= Gustaf Helin =

Swedish industrialist and politician
Johan Gustaf Henrik Helin or Gustaf Helin (born 1881 in Fritsla, Älvsborg County) was a Swedish businessman, industrialist and estate-lord. He was the seventh patriarch of the Helin family.

==Biography==
Johan Gustaf Henrik Helin (1881-) was the eldest son of Johan Gustaf Helin and Maria Augusta Svensson.

In 1904, Gustaf Helin was appointed chairman of Spirit Factory Petterberg PR Borås. The CEO at the time, Victor Theodor Engwall, was Gustaf's mentor in business.
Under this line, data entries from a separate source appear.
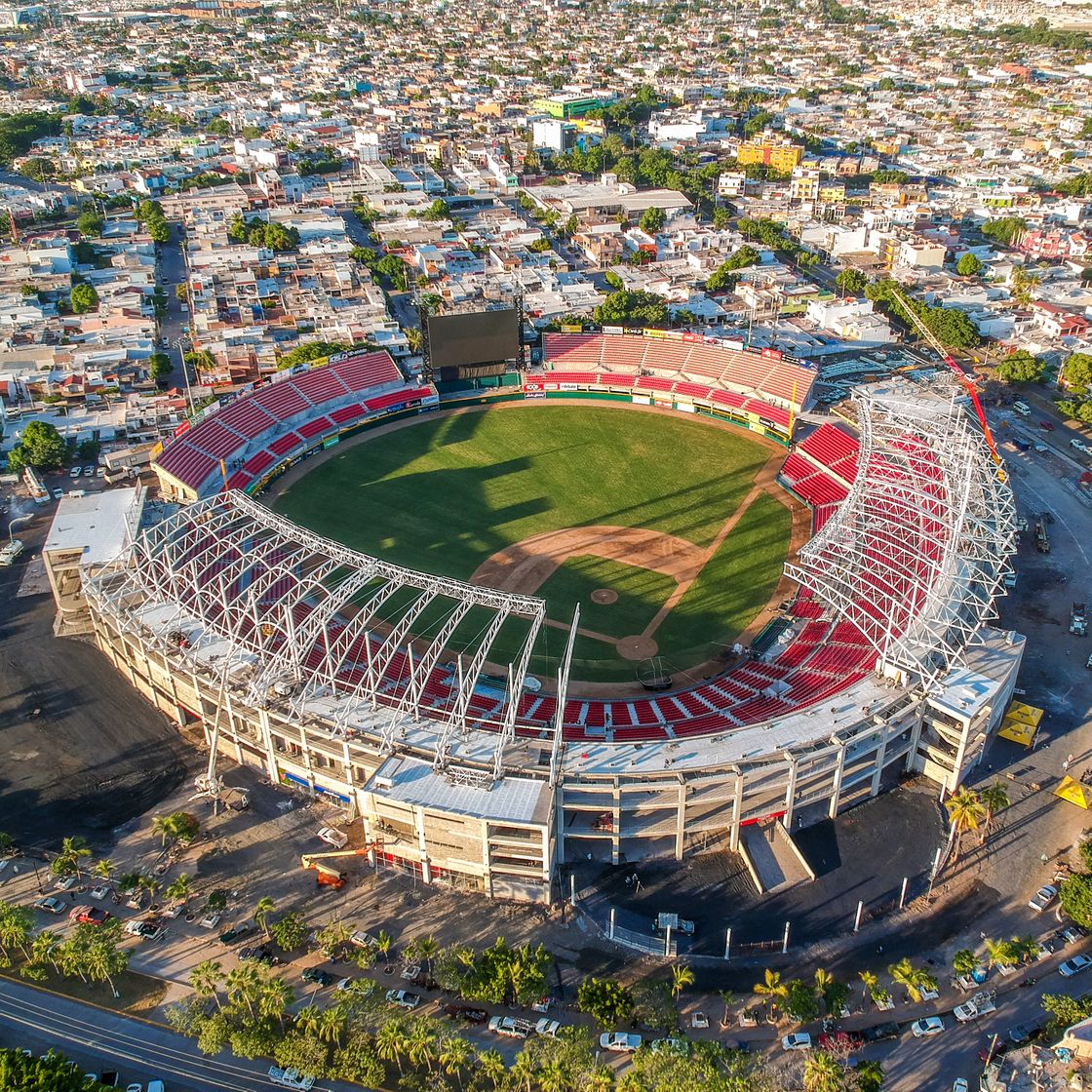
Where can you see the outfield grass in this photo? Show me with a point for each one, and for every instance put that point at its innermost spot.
(446, 493)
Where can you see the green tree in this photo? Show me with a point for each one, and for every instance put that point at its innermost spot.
(652, 220)
(605, 1000)
(824, 1072)
(438, 210)
(91, 224)
(41, 446)
(965, 812)
(1075, 894)
(1006, 229)
(1021, 367)
(852, 282)
(262, 911)
(158, 367)
(291, 930)
(743, 257)
(633, 308)
(969, 265)
(358, 1061)
(1076, 372)
(83, 298)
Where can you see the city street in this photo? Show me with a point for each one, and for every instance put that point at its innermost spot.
(98, 1039)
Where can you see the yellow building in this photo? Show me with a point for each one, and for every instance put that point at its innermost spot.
(782, 156)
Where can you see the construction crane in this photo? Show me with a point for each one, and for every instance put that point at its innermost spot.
(967, 383)
(329, 876)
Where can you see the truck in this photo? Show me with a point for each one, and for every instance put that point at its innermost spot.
(291, 1079)
(982, 1003)
(1042, 538)
(673, 921)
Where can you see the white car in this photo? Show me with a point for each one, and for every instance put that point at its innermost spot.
(799, 1040)
(927, 1027)
(333, 837)
(1074, 965)
(1043, 897)
(620, 1040)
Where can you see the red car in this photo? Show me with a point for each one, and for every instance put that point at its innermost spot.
(89, 916)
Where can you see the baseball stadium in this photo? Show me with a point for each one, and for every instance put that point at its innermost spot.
(629, 602)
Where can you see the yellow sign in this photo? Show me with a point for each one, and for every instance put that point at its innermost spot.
(1027, 715)
(1074, 792)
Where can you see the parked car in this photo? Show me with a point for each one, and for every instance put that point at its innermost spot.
(879, 1032)
(1043, 897)
(464, 1012)
(318, 977)
(927, 1027)
(798, 1040)
(1074, 965)
(619, 1040)
(673, 1044)
(261, 954)
(88, 916)
(147, 929)
(333, 837)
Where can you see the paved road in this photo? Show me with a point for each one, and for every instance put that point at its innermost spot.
(98, 1039)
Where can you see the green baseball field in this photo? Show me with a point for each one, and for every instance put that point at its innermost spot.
(653, 525)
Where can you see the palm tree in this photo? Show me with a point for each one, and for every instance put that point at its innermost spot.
(66, 863)
(994, 799)
(391, 1042)
(822, 1072)
(491, 1065)
(309, 1019)
(771, 989)
(682, 976)
(262, 911)
(727, 997)
(906, 975)
(420, 1044)
(999, 953)
(180, 888)
(206, 979)
(331, 1025)
(964, 963)
(163, 827)
(965, 812)
(454, 1055)
(245, 984)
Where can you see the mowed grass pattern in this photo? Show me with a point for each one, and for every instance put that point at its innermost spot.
(642, 592)
(446, 493)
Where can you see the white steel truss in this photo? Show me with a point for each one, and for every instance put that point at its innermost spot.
(916, 554)
(308, 612)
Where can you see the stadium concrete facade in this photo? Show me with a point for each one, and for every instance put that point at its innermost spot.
(470, 771)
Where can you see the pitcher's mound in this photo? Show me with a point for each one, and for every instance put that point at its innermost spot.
(637, 647)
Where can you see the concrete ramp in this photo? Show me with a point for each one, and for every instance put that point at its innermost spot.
(771, 857)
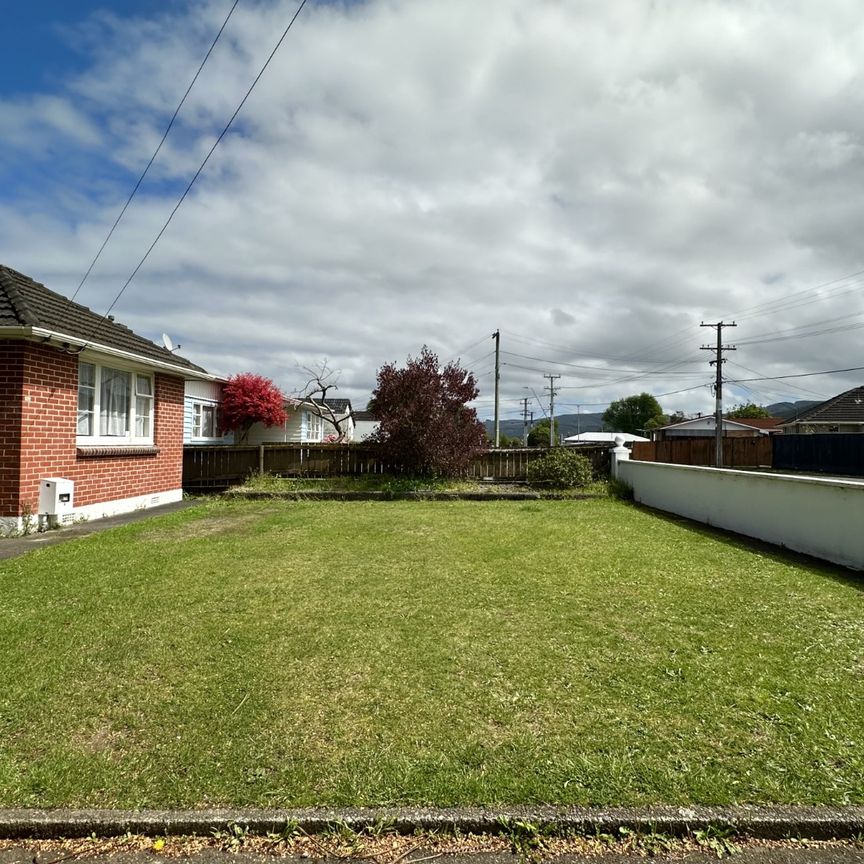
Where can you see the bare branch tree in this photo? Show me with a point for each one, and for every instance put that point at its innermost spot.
(313, 395)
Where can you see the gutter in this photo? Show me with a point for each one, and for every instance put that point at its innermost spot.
(61, 339)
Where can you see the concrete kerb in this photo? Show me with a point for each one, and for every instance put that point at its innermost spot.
(430, 495)
(769, 823)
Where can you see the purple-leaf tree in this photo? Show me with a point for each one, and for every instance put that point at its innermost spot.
(425, 425)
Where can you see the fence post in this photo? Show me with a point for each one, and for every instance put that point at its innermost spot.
(619, 454)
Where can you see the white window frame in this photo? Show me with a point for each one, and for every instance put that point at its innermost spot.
(129, 439)
(198, 411)
(314, 427)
From 1906 to 1909, the Helin family’s spirit factory expanded into vines, brandy and other liquors, which at the time was harder to produce. The factory had to expand its operations due to heavy liquor restrictions and increased taxation during the early 20th century.

In 1909, Victor Theodor Engwall died. The Helin family continued a close partnership with the Engwall family. The family's partners included Ernst Victor Engwall, Knut Emil Engwall and Carl Fredrik Engwall.

Johan Gustaf Henrik Helin was also a close friend of Paul Toll, who had been a classmate of Gustaf Helin, while the two studied at Borås School of Technology (Swedish: Borås Tekniska Elementarskola), predecessor to Sven Eriksonsgymnasiet in Borås.

Johan Gustaf Henrik Helin was a representative of the Borås industrial society and a member of the Swedish Central Bank Committee. He was appointed as Council of the Swedish Central Bank Committee in 1918.

In 1922, Gustaf Helin was appointed as CEO and chairman of Stockholmssystemet och Vin- & Spritcentralen.

Subsequent to Johan Gustaf Henrik Helin's father, Johan Gustaf Helin, dying, he inherited the family fortune. Gustaf Helin relocated to Stockholm and married Anna Maria Eklund. The couple had one child Bo Henrik Gustaf Helin. In Stockholm, Gustaf Helin was noted as an industrialist, estate mogul and landlord.